Updated $powmod timing table, it looks like my half-time for $powmod is relative to the increased time in 3337, and is now around 90% of the beta 2385 time

Code
	2048				4096
	bf_modpow	powmod		bf_modpow	powmod
1275	4350		n/a		32400		n/a
1603	7000		n/a		53000		n/a
1743	7000		2760		52900		21570
2385	4370		2770		32500		21600
3337	4300		4090		32400		31800
3586	4370		2516		32480		19663

From the //command below, it looks like all of the time difference between 2385 and 3586 comes from things other than the time for the (answer*base) multiply.

My original example was trying to create a 'fair' exponent that had close to a 50/50 mix between 1-bits and 0-bits, because the 1-bit count has a big effect on the time, due to making that extra multiply. This next example has an exponent where only 2 of 2048 bits are 1's, so that means it performs the (answer*base) multiply only on the 1st and last bit.

//var -s %m.bf $calc(2^2048-3) , %exp.bf $calc(%m.bf +4), %t $ticksqpc | echo -a $qt($beta) $powmod(7,%exp.bf,%m.bf) time: $calc($ticksqpc - %t) * bits(m) $len($base(%m.bf,10,2)) * 1-bits(exp) $count($base(%exp.bf,10,2),1)

My time for this command in beta 3586 is 1614 vs the 1861 of beta 2385, which is the same 250 time difference I see from the original benchmark //command that did the extra multiply on half the bit positions.
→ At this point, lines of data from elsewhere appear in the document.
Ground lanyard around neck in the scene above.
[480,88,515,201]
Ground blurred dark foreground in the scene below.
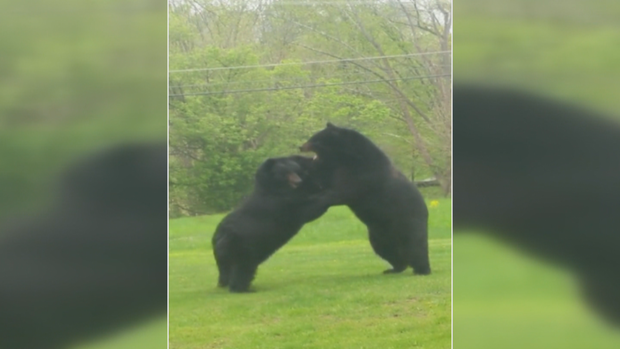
[453,0,620,349]
[0,0,167,349]
[453,85,620,326]
[0,142,167,349]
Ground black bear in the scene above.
[300,123,431,275]
[211,155,328,292]
[0,141,168,349]
[453,84,620,324]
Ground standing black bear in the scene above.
[301,123,431,275]
[212,156,328,292]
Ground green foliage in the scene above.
[170,0,450,217]
[170,199,451,349]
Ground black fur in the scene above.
[301,123,431,275]
[453,85,620,324]
[212,156,328,292]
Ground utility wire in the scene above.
[170,65,451,88]
[169,50,452,73]
[168,74,451,97]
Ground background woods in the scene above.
[169,0,452,216]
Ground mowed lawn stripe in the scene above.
[170,200,451,349]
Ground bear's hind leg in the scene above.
[403,219,431,275]
[229,263,258,293]
[369,231,408,274]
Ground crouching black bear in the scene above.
[301,123,431,275]
[211,156,328,292]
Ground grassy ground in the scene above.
[454,232,620,349]
[169,200,451,349]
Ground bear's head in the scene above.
[299,122,374,161]
[255,156,312,192]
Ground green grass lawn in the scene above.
[454,232,620,349]
[169,199,451,349]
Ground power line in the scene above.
[169,50,452,73]
[170,64,451,88]
[168,74,451,97]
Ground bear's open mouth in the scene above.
[288,172,302,188]
[299,142,314,152]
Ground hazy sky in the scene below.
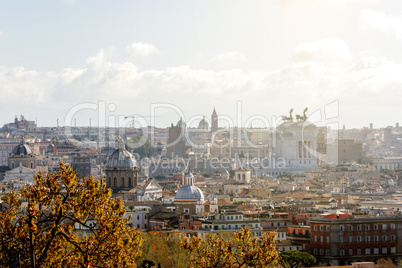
[0,0,402,128]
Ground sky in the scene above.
[0,0,402,128]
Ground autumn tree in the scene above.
[279,250,317,268]
[181,228,279,268]
[0,163,142,267]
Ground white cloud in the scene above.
[0,39,402,128]
[292,38,351,61]
[212,51,246,63]
[359,10,402,39]
[125,42,159,57]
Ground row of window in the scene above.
[205,224,260,230]
[313,223,395,232]
[339,235,396,243]
[314,235,396,243]
[271,222,286,227]
[314,247,396,256]
[340,223,395,231]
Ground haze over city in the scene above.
[0,0,402,128]
[0,0,402,268]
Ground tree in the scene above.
[279,250,317,268]
[0,163,142,267]
[181,228,279,268]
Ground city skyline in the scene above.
[0,1,402,128]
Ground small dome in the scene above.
[11,142,32,155]
[198,116,209,129]
[184,172,194,178]
[107,148,136,168]
[176,117,186,128]
[175,185,204,202]
[106,139,136,168]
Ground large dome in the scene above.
[106,139,136,168]
[175,185,204,202]
[11,143,32,155]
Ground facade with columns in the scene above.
[174,173,205,215]
[106,139,138,193]
[254,121,318,177]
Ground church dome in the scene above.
[106,139,136,168]
[176,117,186,128]
[175,185,204,202]
[11,142,32,155]
[198,116,209,129]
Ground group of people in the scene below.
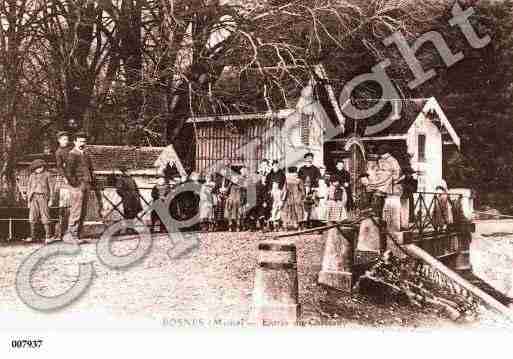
[151,153,354,231]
And when I change the +4 to -4 so nearly all of the exponent's bits are 1's, the time is of course much slower than the benchmark, but the relative times between beta's 3586 and 2385 is the same 250 ticks difference, which confirms no time change for the multiply itself. With an eventual openssl subroutine behind $powmod, the total execute time for the original benchmark would be easily below 100 ticks.

* *

As for the loop itself, this alias below benchmarks various methods exludes the (base^2) and (base*answer) and looks just for the 'if ($isodd)' method, in case there's some speed change for the part of the loop excluding the multiply and square. The 'count' is just to verify that the various methods aren't seeing the 1-bits wrong.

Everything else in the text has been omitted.